Pinterest LinkedIn Tumblr +

[Mustafa Bal’ın Cumhuriyet’te yayımlanan yazısının bir kısmını okurlarımızla paylaşıyoruz.]

Adana Büyükşehir Belediyesi Şehir Tiyatrosu, yeni sezonu Yılmaz Güney’in yazdığı, Ali Berktay’ın aynı adla uyarladığı, Ayşe Emel Mesci’nin yönettiği “Boynu Bükük Öldüler” adlı oyunla açtı.

On bir yılını ceza evinde geçiren Yılmaz Güney’ in 1972 yılında Orhan Kemal Roman Armağanı’nı alan ilk romanı “Boynu Bükük Öldüler”, Çukurova üzerinden 1950 yılı Türkiye’sindeki değişimi anlatıyor. Yüreğir Ovası, Yenice ve Oymaklı köyleri gibi Yılmaz Güney’in özyaşamından büyük izler taşıyan roman, oyunlaştırılırken büyük ölçüde onun vurgularını da koruyor. Nevşehir cezaevinde siyasiler koğuşunda on altı aylık bir çalışma sonucu yazılan roman Güney’in adalet arayışı bütün filmlerinde olduğu gibi bu romanda/ oyunda da vazgeçemediği temalardan.

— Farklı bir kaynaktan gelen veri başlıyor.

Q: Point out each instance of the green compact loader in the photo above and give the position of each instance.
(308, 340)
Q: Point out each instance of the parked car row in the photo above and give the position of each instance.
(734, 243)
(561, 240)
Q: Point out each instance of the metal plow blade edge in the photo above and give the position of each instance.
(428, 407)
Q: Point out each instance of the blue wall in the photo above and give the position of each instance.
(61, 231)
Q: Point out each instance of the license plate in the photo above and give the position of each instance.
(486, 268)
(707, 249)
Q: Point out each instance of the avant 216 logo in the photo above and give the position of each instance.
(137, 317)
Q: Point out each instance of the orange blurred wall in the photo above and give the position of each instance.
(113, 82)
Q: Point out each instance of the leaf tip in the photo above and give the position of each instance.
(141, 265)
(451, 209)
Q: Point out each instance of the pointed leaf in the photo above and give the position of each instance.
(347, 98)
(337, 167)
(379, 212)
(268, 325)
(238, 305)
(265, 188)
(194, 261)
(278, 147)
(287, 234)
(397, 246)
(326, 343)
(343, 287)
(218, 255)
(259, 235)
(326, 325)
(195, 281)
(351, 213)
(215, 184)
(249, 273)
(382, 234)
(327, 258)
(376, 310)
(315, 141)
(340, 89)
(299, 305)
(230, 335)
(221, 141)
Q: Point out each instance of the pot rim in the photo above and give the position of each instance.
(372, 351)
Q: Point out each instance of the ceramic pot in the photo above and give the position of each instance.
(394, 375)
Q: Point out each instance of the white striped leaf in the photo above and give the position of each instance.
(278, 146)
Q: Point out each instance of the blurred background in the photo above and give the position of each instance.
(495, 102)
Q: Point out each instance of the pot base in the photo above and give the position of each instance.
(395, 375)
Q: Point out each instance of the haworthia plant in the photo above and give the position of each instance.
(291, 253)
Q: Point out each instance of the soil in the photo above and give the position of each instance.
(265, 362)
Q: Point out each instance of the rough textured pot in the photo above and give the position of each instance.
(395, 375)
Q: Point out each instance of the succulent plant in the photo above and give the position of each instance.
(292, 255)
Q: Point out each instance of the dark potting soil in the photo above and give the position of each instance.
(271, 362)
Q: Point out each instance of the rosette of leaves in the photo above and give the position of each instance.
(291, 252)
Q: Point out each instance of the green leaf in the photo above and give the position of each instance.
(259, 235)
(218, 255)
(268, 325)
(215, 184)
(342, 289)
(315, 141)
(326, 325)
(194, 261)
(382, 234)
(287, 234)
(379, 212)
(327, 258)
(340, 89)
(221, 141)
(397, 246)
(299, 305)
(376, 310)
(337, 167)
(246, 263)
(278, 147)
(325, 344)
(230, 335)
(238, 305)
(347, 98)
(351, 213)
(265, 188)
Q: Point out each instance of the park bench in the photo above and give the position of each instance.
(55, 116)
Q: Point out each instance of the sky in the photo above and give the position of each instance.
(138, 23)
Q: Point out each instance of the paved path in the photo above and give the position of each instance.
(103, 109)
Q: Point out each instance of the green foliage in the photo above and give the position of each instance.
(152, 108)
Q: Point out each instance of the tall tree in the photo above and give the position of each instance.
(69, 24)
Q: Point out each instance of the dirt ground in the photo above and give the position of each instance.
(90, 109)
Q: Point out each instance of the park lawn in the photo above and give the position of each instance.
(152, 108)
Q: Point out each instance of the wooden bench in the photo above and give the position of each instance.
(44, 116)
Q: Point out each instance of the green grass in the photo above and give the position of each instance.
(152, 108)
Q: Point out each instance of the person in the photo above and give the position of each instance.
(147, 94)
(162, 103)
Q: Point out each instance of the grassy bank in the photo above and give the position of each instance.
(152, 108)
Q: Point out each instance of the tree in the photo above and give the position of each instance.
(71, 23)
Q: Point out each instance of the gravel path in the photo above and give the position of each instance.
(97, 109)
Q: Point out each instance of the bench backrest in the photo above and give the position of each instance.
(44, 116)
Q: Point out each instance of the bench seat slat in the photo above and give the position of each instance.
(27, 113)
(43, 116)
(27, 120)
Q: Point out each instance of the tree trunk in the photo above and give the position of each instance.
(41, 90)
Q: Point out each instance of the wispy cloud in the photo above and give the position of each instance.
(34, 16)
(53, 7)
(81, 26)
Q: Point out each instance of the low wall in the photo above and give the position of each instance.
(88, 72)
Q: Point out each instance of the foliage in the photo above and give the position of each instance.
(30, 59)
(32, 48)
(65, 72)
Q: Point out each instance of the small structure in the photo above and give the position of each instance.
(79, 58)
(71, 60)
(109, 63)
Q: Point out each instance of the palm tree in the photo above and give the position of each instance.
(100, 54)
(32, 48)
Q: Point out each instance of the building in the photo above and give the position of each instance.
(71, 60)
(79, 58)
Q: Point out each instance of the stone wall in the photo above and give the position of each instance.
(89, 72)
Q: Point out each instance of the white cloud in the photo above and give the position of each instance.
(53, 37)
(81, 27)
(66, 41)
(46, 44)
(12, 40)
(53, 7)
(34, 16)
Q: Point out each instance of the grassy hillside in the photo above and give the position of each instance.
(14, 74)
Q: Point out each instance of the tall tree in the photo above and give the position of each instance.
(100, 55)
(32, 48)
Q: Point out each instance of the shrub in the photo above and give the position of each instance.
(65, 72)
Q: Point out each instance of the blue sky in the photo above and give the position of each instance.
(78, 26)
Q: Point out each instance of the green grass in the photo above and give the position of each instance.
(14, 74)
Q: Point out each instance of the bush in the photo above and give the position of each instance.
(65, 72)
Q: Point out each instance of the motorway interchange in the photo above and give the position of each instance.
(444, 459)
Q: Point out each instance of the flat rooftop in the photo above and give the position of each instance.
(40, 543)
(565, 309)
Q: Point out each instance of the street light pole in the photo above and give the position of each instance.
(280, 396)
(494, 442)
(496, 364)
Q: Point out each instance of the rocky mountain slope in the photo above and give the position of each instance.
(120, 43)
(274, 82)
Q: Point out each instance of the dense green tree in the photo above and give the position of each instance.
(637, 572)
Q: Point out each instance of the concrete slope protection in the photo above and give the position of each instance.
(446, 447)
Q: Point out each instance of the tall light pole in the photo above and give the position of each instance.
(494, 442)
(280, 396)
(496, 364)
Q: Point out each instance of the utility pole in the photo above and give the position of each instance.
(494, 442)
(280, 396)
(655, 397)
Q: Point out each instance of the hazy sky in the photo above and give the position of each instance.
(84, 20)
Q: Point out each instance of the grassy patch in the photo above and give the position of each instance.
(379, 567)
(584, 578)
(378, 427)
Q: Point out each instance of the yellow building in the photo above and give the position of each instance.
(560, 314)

‘PİRE İTTE, BİT YİĞİTTE OLUR’

Yılmaz Güney’in “Endişe” filmi çekimlerinde Ayşe Emel Mesci’ye “Pire itte, bit yiğitte olur” diyerek giydirdiği köy elbisesi gerçekçiliği, bu oyununda da karşımıza çıkıyor. Romandaki inandırıcı ve ayrıntılı doğa betimlemeleri gibi oyundaki gerçekçi sunum yönetmenin altını çizdiği insanlık halini daha da gerçekçi kılıyor. (Yılmaz Güney ile Ayşe Emel Mesci’nin dostluğu yıllar sonra ortaya çıkan bu oyunun başarısını daha kolay anlamamızı sağlıyor. Güney’in filme çekemediği hikâye Mesci’nin elinde oyuna dönüşüyor.)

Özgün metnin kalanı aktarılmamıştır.